Я поставил свёрток на сундук.
— Когда?
— Дык позавчера. Ввечеру, как вы на берег ушли.
— И что?
Прошка засопел.
— Он по-доброму, — сказал он наконец. — Он не грозил, вашбродь. Он ласково.
— Прохор.
— Он сказал, чтоб я за вами приглядывал.
Ага, а вот и очередной его шаг.
— Как приглядывал?
— Дык… — служитель мучительно подбирал слова. — Не следить, говорит… Ты, говорит, при нём состоишь, ты и так всё видишь. А ты мне сказывай, куда он ходит да с кем разговаривает. По службе, говорит, надобно.
— И всё?
— И всё. И сказал, что за это мне будет уважение.
Я сел на сундук. В эту минуту почувствовал не столько тревогу, сколько холодную злость.
Лобанов взялся за меня не позавчера ночью. Он взялся за меня раньше, и взялся с той стороны, с которой я не глядел вовсе. Он пошёл к моему служителю.

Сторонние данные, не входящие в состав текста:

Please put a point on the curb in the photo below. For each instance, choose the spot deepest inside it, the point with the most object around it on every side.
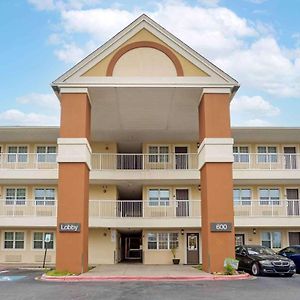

К мальчишке малограмотному, при котором я говорю вслух всё подряд, потому что он — мебель. Который знает, куда я хожу, что я читаю, где я держу тетради и сколько у меня ключей.
Умно. Дёшево и умно.
— И что ты? — спросил я.
Прошка молчал.
— Прохор.
— Отказал я, — сказал он в пол.
Я поднял голову.
— Как отказал?
— Дык так. Сказал, что не по чину мне за вашбродью приглядывать, и что я при лазарете, а не при нём.
Он поднял на меня глаза, и стояло в них самое настоящее беспокойство.
— Андрей Ильич, а мне за это не выйдет?
Я понял, что действую не совсем верно.
Потому что я третий месяц хожу мимо этого человека и считаю его чем-то вроде рук, которые подают корпию.
А он третьего дня отказал шкиперскому помощнику. При своих годах, при малой грамоте и при том, что шкиперский помощник может ему устроить такую жизнь, что он будет драить гальюн до самой Камчатки.
И два дня ходил и не мог мне сказать.
— Прохор.
— Чего?
— Ты почему отказал?
Он подумал.
— Дык вы ж меня учите, — сказал он с недоумением, будто я спросил, отчего вода мокрая. — Я при вас второй месяц лубки накладываю. Мне намедни Владимир Гаврилыч сказал, что я корпию кладу лучше него. — И пожал плечами. — А ему я на что? Он мне что, руку править научит?
Я посидел молча.
— Ежели он придёт ещё раз, — сказал я, — ты приходи ко мне. Сразу, а не через два дня.
— А то?
— А то ничего. Ты не бойся, я тебя в обиду не дам.
Прошка кивнул с явным облегчением.
— И вот ещё что, — сказал я. — Ты про то, что он к тебе подходил, никому не говори. Ни Владимиру Гавриловичу, ни кому-либо ещё.
— Понял.
— И вот тебе за это.
Я развязал свёрток и вытащил из него одну из книг.
— Читать умеешь?
— Конечно, — обиделся Прошка. — Я не совсем уж. Меня грамоте ещё дьячок в деревне учил!
— Она по-английски, так что не про то. — Я показал ему гравюру, где человек был нарисован без кожи, со всеми мышцами. — Гляди картинки. И спрашивай меня, что не поймёшь.
Он бережно взял книжку и кивнул.
***
Дроздова я слушал в тот же вечер, и слушал первым.
Человек четверо суток назад пролежал в холодном трюме — беспамятный. Я его отогревал, он выкарабкался, и по всему выходило, что он поправляется. Ел, пил, вставал до гальюна с поддержкой.
А у меня всё это время сидела заноза.
После такого переохлаждения лёгкие берёт часто — незаметно, это я знал. Человек не кашляет, жара почти нет, дышит вроде ровно, а внизу, у самого основания, уже пошло воспаление. И к тому времени, когда это станет слышно ухом, будет поздно.
Ухом-то я его слушал: прикладывался к спине и не услышал ничего, кроме собственной крови в ушах.
— Семён. Садись и не бойся.
— А чего это, вашбродь?
Он смотрел на трубку с ужасом.
— Это чтоб тебя слушать. Дыши, как я скажу, и не разговаривай.